From a market standpoint, there still seem to be many unexplored opportunities. For example, there doesn’t seem to be the same market saturation in Europe as in the US.
A Forrester report on the SBP industry focused on companies handling more than $500 million of subscription revenue a year and, interestingly enough, it didn’t include any European companies.
“That is not on oversight. It is an illustration of the fact that there aren’t any European SBP companies that are big enough to make it onto Forrester’s radar,” Rasmus Foged says.
Upodi is one of a handful of companies aiming to change that. In part by focusing on servicing companies of a size that is somewhat below the level where the American giants operate.
“We are looking at a perfect storm where existing and new companies are integrating subscription models. Many of these are SME companies who are looking for solutions where they have up to 10.000 subscriptions. This is an area that is uncontested at the moment,” Rasmus Foged says.
Smart money – and wider consequences
The market situation and potential has led to investment and M&A activity in the space.
Aria Systems has received more than $130 million in funding over five rounds. Zuora has received just shy of $250 million, and spent some of that money to acquire Frontleaf in 2015. Subsequently, Zuora launched Z-Insights, a subscriber analytics solution. The deal illustrates something I believe we will see more of in coming years. As the industry matures, companies will look to differentiate themselves through integrating new services. This will, as it has previously done in many other software sub-industries, lead to acquisitions.
The appetite for acquisitions will be bolstered by the fact that PE/VC money is also flowing into the industry space. As an example, Digital River, which was acquired by Siris Capital Group in 2014. There is also interest from big software companies, like Amdocs - who acquired Vindicia in 2016.
As the industry matures, companies will look to differentiate themselves through integrating new services. This will lead to acquisitions.
What is happening – and will happen – in the SBP space will be of interest for companies far beyond subscriptions, or software for that matter.
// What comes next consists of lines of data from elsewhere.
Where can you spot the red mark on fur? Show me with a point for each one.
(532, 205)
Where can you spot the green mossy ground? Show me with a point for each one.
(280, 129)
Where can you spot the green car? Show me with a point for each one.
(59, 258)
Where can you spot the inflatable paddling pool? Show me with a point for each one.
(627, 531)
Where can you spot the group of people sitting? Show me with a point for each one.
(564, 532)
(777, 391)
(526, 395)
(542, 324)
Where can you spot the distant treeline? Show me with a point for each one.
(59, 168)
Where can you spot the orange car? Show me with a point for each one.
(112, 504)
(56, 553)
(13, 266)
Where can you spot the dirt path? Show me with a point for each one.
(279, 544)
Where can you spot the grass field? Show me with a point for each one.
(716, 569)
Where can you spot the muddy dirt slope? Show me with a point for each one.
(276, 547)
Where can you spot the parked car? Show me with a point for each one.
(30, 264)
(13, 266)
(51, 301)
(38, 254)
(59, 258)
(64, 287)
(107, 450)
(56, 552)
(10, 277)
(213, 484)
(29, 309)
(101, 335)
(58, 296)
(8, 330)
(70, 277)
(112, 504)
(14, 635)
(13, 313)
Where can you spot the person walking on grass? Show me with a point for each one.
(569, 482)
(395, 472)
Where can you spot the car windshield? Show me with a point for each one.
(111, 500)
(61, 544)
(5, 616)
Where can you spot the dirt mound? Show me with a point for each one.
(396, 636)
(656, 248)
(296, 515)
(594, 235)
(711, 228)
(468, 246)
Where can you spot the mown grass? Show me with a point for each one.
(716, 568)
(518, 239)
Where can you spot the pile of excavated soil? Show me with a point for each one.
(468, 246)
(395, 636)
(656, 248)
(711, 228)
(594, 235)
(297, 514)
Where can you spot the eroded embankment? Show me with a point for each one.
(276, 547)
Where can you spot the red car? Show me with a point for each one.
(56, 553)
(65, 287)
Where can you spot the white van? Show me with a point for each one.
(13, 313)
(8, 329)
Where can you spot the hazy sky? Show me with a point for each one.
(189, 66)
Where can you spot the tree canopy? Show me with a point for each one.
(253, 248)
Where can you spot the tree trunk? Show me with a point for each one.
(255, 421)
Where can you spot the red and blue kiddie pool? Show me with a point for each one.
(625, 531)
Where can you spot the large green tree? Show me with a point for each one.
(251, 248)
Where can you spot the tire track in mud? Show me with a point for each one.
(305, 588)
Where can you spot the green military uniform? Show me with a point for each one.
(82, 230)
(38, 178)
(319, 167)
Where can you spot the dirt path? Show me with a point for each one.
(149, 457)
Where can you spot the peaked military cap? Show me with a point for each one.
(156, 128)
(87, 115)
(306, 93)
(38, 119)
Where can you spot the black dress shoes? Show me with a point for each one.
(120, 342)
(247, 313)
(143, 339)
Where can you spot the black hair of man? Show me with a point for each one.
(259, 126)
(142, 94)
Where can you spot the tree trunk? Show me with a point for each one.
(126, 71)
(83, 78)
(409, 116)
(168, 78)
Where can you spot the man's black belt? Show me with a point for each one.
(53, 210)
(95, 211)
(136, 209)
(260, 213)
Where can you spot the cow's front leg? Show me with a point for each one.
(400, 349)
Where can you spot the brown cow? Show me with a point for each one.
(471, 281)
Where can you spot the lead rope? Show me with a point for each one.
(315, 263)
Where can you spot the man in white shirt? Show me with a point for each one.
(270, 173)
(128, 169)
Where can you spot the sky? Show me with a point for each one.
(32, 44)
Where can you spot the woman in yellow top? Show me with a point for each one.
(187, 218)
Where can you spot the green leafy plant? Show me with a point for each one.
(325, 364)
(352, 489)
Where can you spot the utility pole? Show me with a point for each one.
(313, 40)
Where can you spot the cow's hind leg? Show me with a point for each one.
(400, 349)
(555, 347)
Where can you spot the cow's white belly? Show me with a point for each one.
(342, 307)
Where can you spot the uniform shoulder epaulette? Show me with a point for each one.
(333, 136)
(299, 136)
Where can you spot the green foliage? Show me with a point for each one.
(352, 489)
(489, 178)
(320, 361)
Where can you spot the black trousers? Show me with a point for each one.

SBP is essentially about providing the backbone / connectors for a new kind of behaviour (in this case shopping) that is growing / made possible due to increased connectivity and technological advances. The same kind of development is happening across many sectors and industries – and increasingly to our infrastructure. Smart cities are going to need the same connections between systems, as are driverless cars, and our increasingly decentralised energy production.